Kentucky Non-Haz Pension Funding Falls to 21 Percent

KERS funding status
Credit: The Lexington Herald-Leader

The Kentucky Employees Retirement System (KERS-Non-Hazardous) is already notorious for being one of the worst funded pension plans in the United States.

But the situation got worse Wednesday, as KERS revealed the funding status of the plan has fallen from 23 percent to 21 percent over the course of the last fiscal year.

Retiree advocacy group Kentucky Government Retirees issued this statement:

The audit committee of Kentucky Retirement Systems learned today that the funding ratio for the pension plan covering most state employees dropped to an alarming 21 percent in the fiscal year that ended June 30. The funding ratio compares current assets to total long-term liabilities.

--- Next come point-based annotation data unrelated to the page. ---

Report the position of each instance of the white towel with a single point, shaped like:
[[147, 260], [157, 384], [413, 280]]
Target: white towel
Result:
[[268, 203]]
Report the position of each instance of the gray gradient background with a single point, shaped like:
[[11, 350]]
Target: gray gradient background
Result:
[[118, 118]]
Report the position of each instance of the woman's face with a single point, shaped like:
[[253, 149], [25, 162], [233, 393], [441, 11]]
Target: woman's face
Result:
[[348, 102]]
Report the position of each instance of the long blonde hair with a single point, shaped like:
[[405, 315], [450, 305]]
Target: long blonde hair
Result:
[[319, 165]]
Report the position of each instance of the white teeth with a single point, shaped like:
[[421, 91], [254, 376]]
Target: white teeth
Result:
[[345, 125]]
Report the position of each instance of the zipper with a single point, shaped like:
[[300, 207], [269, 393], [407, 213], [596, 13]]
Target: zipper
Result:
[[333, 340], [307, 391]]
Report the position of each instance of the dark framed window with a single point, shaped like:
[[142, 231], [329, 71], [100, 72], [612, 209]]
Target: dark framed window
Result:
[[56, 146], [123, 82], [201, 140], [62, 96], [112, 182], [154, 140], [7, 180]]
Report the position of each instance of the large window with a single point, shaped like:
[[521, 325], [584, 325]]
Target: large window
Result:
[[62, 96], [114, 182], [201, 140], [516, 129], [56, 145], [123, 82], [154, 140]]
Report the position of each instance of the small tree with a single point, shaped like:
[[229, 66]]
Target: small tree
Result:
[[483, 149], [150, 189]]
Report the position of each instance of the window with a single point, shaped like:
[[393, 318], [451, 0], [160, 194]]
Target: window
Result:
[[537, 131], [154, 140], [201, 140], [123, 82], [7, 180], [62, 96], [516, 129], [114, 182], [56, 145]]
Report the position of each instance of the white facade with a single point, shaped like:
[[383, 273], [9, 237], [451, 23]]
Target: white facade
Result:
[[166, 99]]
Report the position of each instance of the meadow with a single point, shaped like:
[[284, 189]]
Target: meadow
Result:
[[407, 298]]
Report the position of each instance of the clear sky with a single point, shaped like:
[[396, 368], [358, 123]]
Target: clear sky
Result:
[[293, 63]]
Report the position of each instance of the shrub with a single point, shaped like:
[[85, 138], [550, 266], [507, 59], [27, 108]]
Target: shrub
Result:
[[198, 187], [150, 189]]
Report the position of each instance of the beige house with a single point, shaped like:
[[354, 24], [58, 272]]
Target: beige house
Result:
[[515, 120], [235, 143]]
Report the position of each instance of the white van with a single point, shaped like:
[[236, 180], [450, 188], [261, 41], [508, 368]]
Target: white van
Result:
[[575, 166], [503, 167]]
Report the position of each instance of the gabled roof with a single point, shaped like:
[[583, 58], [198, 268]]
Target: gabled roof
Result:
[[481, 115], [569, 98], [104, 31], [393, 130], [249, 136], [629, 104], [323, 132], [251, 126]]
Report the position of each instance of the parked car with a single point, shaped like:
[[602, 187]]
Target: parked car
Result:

The KERS non-hazardous fund dropped by 2.1 percentage points over the fiscal year. Meanwhile, the fund continued to lose assets in the first three months of the fiscal year. The fund held only $2.48 billion in assets at the end of September, representing a decline of $95 million. Given these alarming figures, and in view of the commendable efforts of the Kentucky Teachers’ Retirement System to secure funding for its financially challenged pension plan, we as stakeholders urge the KRS board of trustees to actively engage Frankfort decision makers in a funding solution for the nation’s worst-funded state pension plan.